The Sustaining Global Growth conference kicked off Sat., June 22 with discussion about issues surrounding the upcoming G8 Summit in Kananaskis.
Conference Chair Stephen Randall, Dean of the University of Calgary's Faculty of Social Sciences, set the tone for the conference with opening remarks about sustainable growth.
"Since the end of the Cold War, the world has been traumatized by the challenges posed by environmental degradation, ethnic, racial and religious conflict, poverty, the crisis of HIV/AIDS ravaging sub-Saharan Africa, unequal access to quality education, and in many instances, no access to education or health care at all. There are also the challenges of building participatory democracies, and more recently, the heightened threat of terrorism," said Randall. "There is an unprecedented involvement of civil societies in debate over these critical issues."

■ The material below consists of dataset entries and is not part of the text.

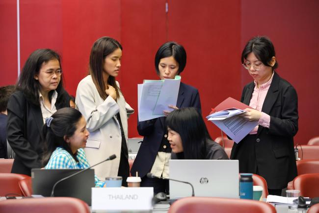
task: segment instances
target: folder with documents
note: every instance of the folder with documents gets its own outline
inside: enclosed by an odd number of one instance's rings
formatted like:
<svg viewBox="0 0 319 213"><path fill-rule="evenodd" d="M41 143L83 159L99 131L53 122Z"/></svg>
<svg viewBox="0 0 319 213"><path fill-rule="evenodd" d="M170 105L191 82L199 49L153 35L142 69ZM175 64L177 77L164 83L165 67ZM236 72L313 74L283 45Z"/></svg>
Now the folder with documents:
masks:
<svg viewBox="0 0 319 213"><path fill-rule="evenodd" d="M216 106L206 118L238 143L258 123L240 116L245 112L243 110L247 108L251 107L229 97Z"/></svg>
<svg viewBox="0 0 319 213"><path fill-rule="evenodd" d="M168 105L176 105L181 79L177 75L175 79L145 80L138 85L138 121L165 116L163 111L171 111Z"/></svg>

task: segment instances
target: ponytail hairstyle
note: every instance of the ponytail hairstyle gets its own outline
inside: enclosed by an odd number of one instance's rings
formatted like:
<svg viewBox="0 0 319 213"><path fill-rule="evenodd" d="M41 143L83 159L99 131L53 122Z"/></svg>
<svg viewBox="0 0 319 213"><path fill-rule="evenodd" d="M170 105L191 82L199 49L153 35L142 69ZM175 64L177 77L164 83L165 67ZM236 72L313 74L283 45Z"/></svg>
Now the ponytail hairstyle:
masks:
<svg viewBox="0 0 319 213"><path fill-rule="evenodd" d="M185 159L205 159L206 140L212 139L203 118L195 108L174 110L166 118L166 123L180 134Z"/></svg>
<svg viewBox="0 0 319 213"><path fill-rule="evenodd" d="M46 119L42 128L45 139L44 154L42 158L43 166L49 162L53 152L58 147L66 150L79 162L73 154L69 144L64 140L64 136L71 137L77 130L77 124L82 117L78 110L72 108L63 108L57 110L52 116Z"/></svg>

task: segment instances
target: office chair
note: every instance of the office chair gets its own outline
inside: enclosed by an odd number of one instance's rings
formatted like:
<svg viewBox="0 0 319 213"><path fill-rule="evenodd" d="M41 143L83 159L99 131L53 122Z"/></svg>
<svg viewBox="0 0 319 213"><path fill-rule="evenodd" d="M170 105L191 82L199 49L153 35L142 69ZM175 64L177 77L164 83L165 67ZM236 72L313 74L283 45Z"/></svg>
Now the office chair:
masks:
<svg viewBox="0 0 319 213"><path fill-rule="evenodd" d="M298 175L319 173L319 160L300 160L296 161ZM293 189L292 181L288 183L287 189Z"/></svg>
<svg viewBox="0 0 319 213"><path fill-rule="evenodd" d="M90 213L84 201L73 197L10 199L0 202L0 213Z"/></svg>
<svg viewBox="0 0 319 213"><path fill-rule="evenodd" d="M0 159L0 173L10 173L13 159Z"/></svg>
<svg viewBox="0 0 319 213"><path fill-rule="evenodd" d="M307 145L319 146L319 136L315 137L309 140Z"/></svg>
<svg viewBox="0 0 319 213"><path fill-rule="evenodd" d="M173 203L168 213L275 213L275 207L252 200L219 197L188 197Z"/></svg>
<svg viewBox="0 0 319 213"><path fill-rule="evenodd" d="M319 203L315 204L308 210L307 213L319 213Z"/></svg>
<svg viewBox="0 0 319 213"><path fill-rule="evenodd" d="M240 176L240 175L239 175ZM267 186L267 182L260 175L253 174L253 184L254 185L260 185L263 186L263 197L267 198L268 196L268 186Z"/></svg>
<svg viewBox="0 0 319 213"><path fill-rule="evenodd" d="M15 197L23 196L23 193L19 185L19 182L25 178L30 178L29 176L20 174L0 173L0 196L5 196L9 194L14 195L9 195Z"/></svg>
<svg viewBox="0 0 319 213"><path fill-rule="evenodd" d="M30 177L20 180L18 183L22 195L25 197L30 197L32 195L32 179Z"/></svg>
<svg viewBox="0 0 319 213"><path fill-rule="evenodd" d="M300 196L319 197L319 173L298 175L293 179L292 185L294 189L300 191Z"/></svg>

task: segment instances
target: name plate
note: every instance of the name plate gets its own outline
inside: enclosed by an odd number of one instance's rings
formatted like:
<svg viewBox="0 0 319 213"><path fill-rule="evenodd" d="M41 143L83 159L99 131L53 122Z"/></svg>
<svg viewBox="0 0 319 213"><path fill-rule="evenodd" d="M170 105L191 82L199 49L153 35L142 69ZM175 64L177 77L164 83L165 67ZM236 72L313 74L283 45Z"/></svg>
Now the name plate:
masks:
<svg viewBox="0 0 319 213"><path fill-rule="evenodd" d="M152 187L92 188L92 210L150 210Z"/></svg>

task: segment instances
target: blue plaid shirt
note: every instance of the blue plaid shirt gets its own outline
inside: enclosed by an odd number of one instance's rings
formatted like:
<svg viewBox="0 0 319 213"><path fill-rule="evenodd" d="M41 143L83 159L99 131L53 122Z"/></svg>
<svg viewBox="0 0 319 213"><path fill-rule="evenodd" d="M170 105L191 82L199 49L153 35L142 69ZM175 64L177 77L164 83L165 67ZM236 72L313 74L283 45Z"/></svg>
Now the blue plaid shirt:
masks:
<svg viewBox="0 0 319 213"><path fill-rule="evenodd" d="M73 157L66 150L61 147L57 147L52 153L45 168L46 169L83 169L90 167L83 149L78 150L77 158L79 160L79 163L77 163ZM94 179L95 187L103 187L104 182L100 181L96 175L94 176Z"/></svg>

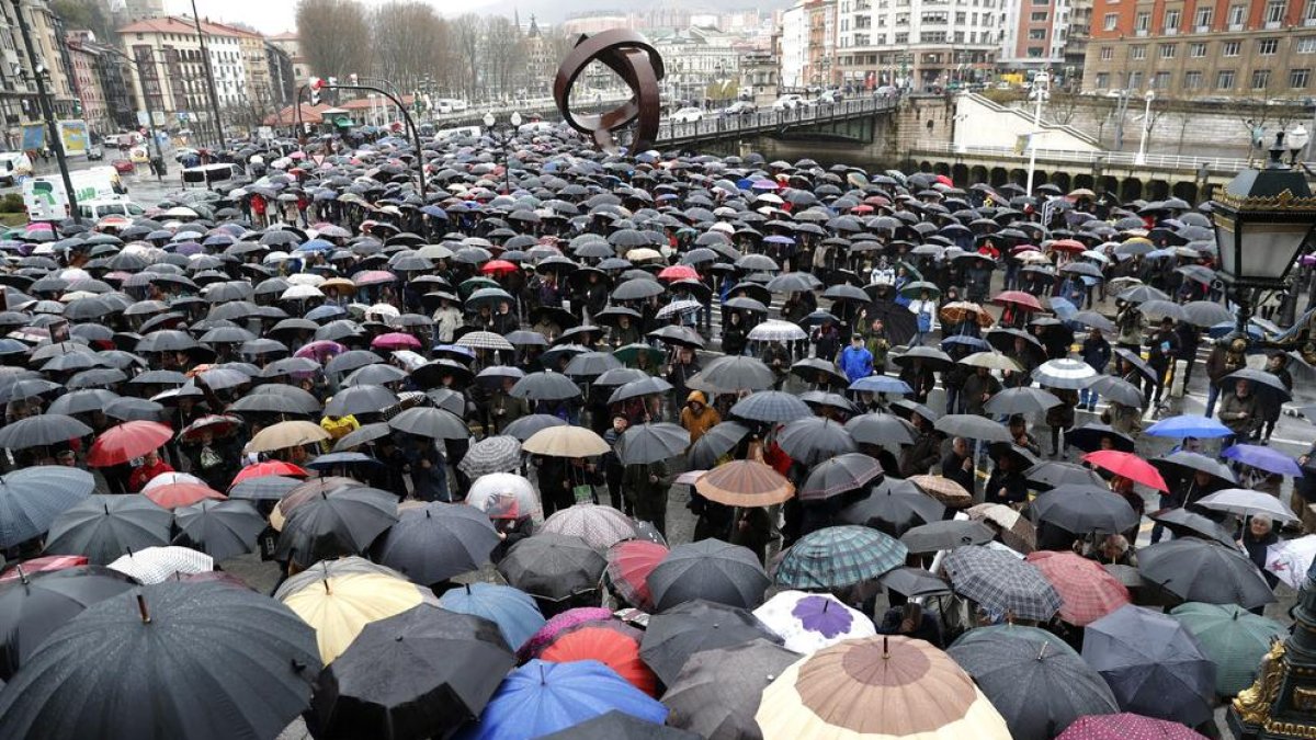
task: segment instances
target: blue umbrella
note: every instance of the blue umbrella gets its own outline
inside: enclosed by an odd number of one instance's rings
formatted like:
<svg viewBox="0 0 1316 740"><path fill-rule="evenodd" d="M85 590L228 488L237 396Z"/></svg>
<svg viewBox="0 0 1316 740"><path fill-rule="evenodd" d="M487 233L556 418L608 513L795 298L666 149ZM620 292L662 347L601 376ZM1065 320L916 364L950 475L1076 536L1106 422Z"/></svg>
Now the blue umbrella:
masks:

The conference will address economic and social development and organizers hope to make a compendium of ideas and discussions which can be presented to leaders of G8 nations.
G8 Summit Policy Office representative Laurence Blandford helped set the agenda for the June 26-27, 2002, G8 Summit, and explained to Sustainable Growth delegates how their topics of discussion may overlap.
"Last year's summitt in Genoa was substantively a great success in terms of the results it produced but in many ways it was challenging in terms of public understanding of the G8. Clearly the image of the summit was not of G8 leaders and the leaders of developing countries discussing important issues but rather what was going on in the streets. The Prime Minister Jean Chrétien felt after that meeting that a new approach was required, one which took the summit away from the large bureaucratic delegations and the imperatives of the bureaucrats."
Blandford said that Kananaskis will be an informal retreat for G8 leaders which minimizes travel and maximizes time for informal face to face discussions.
"We've worked very hard to focus the agenda to achieve a results-oriented focused agenda that's not 'Christmas treed,'" he said. "[That is] where every person wants to attach their favorite bobble to a tree which then becomes unfocused.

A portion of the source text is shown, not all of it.